How to Install Tile with Electric Radiant Heating

Admittedly, the words "cold" and "Florida" are not typically associated together - but every so often the sunshine state catches a cold front and experiences some shiver-worthy temperatures. But beyond that, let's be honest and admit that many of us keep our ACs so low that we'd welcome a little heat beneath our feet. So let's look at the proper way to install tile with electric radiant heating.
Everything You Need for InstallationThe Tile Council of North America includes a few different methods for installing tile with radiant heating. Essentially, the installation method changes based upon whether you're installing electric or hydronic systems as well as the type of structure you're working on. For this article, we're going to go over installation in an uncoupling membrane.

Electric Heating in an Uncoupling Membrane

The most important component of any installation is to read and carefully follow maunfacturer instructions, especially of the heating elements onto the membrane. As the CTEF points out, "some manufacturers make versions of their membrane that allows for electrical heating wires to be applied onto the membrane before tile is installed."

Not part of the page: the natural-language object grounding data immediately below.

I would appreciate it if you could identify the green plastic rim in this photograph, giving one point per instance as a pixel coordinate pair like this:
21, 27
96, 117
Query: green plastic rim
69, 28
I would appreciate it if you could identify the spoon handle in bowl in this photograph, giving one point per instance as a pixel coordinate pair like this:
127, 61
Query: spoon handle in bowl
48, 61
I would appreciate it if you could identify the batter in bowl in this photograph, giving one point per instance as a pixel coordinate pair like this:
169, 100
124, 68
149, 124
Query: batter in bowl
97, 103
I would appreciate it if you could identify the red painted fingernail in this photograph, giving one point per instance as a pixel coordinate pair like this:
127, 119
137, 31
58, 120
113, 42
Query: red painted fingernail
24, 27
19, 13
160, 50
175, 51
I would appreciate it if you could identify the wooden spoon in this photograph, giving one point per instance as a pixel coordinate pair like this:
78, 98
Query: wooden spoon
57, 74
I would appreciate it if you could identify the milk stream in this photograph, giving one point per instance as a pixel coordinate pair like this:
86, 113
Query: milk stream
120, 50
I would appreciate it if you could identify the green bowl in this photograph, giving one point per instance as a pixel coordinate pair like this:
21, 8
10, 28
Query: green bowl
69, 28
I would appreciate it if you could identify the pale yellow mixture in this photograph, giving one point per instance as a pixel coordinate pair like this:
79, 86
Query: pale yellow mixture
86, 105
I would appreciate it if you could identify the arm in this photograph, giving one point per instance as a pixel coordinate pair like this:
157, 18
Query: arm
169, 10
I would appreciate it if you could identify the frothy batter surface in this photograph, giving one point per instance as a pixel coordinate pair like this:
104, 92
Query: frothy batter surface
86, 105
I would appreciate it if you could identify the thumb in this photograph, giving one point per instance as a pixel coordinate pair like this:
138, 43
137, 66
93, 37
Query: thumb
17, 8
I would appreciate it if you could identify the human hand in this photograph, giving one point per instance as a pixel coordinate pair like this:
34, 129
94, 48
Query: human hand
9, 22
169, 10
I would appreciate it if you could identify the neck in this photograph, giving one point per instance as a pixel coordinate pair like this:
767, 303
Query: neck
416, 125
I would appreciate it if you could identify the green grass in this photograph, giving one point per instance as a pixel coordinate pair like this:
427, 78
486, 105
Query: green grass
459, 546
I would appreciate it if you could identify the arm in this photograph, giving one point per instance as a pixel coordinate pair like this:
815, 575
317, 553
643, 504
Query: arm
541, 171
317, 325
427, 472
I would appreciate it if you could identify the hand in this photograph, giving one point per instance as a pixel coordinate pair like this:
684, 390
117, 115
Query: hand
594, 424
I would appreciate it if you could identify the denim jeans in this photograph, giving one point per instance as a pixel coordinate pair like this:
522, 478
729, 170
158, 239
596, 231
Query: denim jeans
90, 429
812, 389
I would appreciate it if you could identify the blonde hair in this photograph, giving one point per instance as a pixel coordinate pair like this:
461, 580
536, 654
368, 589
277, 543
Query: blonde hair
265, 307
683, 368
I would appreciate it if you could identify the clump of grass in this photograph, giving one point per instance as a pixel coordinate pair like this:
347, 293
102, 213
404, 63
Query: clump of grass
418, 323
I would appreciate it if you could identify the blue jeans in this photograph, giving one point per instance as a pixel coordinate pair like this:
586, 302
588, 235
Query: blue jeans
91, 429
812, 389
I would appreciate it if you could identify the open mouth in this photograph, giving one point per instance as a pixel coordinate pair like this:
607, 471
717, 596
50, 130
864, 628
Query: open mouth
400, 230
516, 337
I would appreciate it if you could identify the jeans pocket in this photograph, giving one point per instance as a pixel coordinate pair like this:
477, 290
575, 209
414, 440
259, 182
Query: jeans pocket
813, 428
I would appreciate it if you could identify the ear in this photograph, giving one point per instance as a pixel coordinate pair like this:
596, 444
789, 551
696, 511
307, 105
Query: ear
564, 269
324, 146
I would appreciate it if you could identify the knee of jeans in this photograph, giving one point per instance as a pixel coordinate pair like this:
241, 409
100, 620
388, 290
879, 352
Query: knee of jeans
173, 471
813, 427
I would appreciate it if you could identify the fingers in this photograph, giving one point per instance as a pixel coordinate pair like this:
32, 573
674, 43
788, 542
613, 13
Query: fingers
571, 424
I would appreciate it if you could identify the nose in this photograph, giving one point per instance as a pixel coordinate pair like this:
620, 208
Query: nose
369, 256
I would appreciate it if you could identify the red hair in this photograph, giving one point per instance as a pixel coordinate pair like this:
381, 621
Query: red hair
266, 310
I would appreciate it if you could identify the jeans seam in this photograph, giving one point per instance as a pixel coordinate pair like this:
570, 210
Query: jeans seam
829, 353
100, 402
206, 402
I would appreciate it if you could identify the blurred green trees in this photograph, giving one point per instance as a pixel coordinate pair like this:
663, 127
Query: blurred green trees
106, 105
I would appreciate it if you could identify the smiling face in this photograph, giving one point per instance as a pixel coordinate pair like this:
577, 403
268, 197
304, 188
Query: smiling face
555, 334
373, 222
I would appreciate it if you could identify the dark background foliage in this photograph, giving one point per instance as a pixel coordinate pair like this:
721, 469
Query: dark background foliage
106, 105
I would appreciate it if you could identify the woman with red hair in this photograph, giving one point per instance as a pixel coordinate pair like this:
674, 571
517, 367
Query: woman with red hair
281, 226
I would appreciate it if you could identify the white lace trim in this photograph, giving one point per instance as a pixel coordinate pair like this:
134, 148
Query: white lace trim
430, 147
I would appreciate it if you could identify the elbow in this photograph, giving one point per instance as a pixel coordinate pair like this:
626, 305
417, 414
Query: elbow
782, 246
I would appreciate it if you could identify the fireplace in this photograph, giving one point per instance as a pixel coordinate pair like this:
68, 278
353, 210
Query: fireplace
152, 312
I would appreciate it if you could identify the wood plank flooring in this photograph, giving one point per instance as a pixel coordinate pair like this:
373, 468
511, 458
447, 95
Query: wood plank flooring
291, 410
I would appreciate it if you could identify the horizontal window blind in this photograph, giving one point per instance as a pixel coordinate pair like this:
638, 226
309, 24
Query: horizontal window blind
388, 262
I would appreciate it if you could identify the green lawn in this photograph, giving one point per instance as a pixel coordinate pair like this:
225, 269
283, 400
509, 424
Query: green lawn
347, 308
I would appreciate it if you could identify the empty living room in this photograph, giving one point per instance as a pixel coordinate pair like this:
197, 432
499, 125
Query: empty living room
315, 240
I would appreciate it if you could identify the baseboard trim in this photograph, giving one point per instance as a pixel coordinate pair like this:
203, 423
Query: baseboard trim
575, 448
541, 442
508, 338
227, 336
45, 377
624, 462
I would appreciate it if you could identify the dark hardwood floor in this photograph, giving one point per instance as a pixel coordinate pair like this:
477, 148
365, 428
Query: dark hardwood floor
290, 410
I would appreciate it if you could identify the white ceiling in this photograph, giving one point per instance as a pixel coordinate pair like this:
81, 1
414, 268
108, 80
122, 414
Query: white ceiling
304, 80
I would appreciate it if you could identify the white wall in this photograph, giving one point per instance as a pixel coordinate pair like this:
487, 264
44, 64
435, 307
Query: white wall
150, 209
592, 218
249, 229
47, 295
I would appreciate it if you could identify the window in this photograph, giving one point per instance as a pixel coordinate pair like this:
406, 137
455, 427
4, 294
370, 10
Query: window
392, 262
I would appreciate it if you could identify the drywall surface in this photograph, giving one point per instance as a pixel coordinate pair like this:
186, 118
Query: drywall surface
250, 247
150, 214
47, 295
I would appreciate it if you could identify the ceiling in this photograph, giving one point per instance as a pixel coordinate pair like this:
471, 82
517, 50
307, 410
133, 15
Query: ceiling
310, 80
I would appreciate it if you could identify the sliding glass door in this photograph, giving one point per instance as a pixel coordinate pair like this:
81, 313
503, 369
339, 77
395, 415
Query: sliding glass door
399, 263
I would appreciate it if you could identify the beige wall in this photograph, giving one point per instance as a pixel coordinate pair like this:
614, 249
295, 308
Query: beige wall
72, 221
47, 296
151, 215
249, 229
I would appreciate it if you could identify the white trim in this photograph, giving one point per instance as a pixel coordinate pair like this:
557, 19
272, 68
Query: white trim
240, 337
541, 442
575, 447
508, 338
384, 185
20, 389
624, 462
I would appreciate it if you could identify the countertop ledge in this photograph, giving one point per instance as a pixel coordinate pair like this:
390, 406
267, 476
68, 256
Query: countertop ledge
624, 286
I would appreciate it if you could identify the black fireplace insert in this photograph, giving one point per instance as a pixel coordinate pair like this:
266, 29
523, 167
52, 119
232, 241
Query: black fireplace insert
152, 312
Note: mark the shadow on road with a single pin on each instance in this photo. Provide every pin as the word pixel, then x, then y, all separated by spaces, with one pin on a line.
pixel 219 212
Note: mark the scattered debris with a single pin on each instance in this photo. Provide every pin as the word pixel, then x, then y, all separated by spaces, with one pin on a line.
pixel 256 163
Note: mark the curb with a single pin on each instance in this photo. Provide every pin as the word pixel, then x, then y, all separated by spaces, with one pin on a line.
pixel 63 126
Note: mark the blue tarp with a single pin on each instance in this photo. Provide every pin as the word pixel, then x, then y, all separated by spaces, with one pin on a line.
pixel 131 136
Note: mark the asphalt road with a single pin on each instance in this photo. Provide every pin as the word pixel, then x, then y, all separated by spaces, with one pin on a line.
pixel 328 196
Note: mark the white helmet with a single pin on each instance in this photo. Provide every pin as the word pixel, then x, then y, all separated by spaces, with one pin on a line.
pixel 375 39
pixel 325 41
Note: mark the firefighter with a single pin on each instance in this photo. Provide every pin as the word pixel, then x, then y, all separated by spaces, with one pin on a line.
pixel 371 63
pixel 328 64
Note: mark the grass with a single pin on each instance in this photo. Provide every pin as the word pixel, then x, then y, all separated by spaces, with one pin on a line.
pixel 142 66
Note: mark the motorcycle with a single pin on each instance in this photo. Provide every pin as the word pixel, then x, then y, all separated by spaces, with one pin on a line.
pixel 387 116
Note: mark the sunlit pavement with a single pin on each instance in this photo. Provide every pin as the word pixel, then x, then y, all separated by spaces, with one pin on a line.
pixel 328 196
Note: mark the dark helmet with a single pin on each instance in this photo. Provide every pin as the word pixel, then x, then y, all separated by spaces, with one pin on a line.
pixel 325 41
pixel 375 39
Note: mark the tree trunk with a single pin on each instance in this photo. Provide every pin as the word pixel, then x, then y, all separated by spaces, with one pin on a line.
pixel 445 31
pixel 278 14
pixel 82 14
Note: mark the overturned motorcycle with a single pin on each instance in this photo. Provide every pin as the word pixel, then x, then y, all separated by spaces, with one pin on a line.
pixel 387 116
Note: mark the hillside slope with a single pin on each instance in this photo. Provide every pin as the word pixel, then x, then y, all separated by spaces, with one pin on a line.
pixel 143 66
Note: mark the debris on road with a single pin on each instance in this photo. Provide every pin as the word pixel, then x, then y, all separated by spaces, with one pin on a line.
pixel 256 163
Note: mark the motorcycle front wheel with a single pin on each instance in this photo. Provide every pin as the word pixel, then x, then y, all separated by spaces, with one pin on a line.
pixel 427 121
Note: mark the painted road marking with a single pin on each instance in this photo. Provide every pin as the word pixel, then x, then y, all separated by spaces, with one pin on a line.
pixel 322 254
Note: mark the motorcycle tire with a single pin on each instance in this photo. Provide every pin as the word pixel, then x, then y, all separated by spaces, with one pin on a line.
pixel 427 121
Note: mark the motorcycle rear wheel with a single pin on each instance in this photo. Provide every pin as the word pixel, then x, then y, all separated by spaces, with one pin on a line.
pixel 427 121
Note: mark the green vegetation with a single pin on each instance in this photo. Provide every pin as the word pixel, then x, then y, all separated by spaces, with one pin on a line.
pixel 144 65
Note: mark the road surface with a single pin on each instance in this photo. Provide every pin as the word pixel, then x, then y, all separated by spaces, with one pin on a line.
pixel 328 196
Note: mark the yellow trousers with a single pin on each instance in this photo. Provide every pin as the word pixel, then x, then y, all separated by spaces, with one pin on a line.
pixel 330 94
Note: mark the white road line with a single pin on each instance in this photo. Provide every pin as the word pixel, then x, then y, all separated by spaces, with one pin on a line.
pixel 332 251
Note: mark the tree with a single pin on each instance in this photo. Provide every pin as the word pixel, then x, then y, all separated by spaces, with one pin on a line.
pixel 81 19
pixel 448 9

Step 1: Choosing The Thinset Mortar

This step is really handled for you because ultimately you should choose an unmodified or modified thinset mortar based upon the manufacturer's instructions. While many of us have been installing tile and more for many, many years and we may be used to know the right material for the job, it is always bestto check what the manufacturer requires. This is especially important because it can affect the system warranty. You read that right, simply using the wrong thinset mortar could void the warranty - neither you or your customers want that. The CTEF recommends, "what the TCNA Handbook recommends in the Materials section of Methods F128, F147 and F148 for installing uncoupling membranes that meet ANSI A118.12 standards."

Step 2: Ensure the Substrate Meets the Industry Standard for Flatness

Here are the standard requirements according to CTEF:
  • 1/4” in 10’ for tiles with all sides less than 15” long
  • 1/8” in 10’ for tiles with one side 15” or longer
You should check this with a 10’ straightedge, which you can get at any one of our D&B Tile showrooms. According to the CTEF, "to make the substrate flat, use one or more of these methods:
  • Grind the high spots (be certain to follow OSHA requirements for silica dust containment)
  • Fill the low spots with appropriate rapid setting patch material
  • Install a mortar bed
  • Install a liquid primer and self-leveling underlayment"

Step 3: Install the Membrane

Once the substrate is flat and you've got your mortar that was recommended by the manufacturer. Next is the actual installation. A couple of quick starting checkpoints:
  • Are the perimeter movement joints appropriate? We must keep the uncoupling membrane a consistent 1/4" away from any obstacle or change in plane.
  • Are there no bond breakers on the subfloor? Make sure there is no dirt, dust, or other materials that could prevent the mortar from properly bonding the membrane to the subfloor.

Now that those two checkpoints are done, simply install the membrane.

Step 4: Install the Heating Element

As the CTEF states, "every wire manufacturer has some specific instructions describing how to place their wire in their uncoupling membrane system. For instance,
  • They will tell you how far apart to place the rows of wire, how close to or how far from the wall the wire should be, etc.
  • They tell you how to test the wire before you get it off the roll.
  • Some require a couple of simple electrical checks.
  • You need to know where the thermostat is or will be and if you have enough lead wire to get to it.
  • You need to know where the temperature sensing probe for the thermostat will be placed.
  • You need to remember to install the temperature sensing probe so the system works."
We can't repeat and follow the manufacturer’s instructions. Make sure to test the heating element and record the test results on any warranty card. It's also a good idea to take pictures of the entire wire installation in preparation for laying the tile. The CTEF recommends, "make sure your pictures show:
  • The location of the temperature sensing probes
  • The location of the thermostat lead wires and temperature sensing probe wires
  • The spacing and distance of the wires from each other
  • The distance of the wires from obstacles like walls and toilets and heat registers and vanities
  • Any other pictures you think you need to document your wire installation"

Step 5: Install the Tile

With everything doublechecked and ready to go, now is the time to install the tile and showcase your beautiful work.

Step 6: Heed the Warranty Card

After completing step 5, test the heating element again. The CTEF points out, "make sure all of your readings are still correct and make sure you record this on the warranty card." Provide one copy to the owner and file one away for yourself. Finally, congrats on a job well done!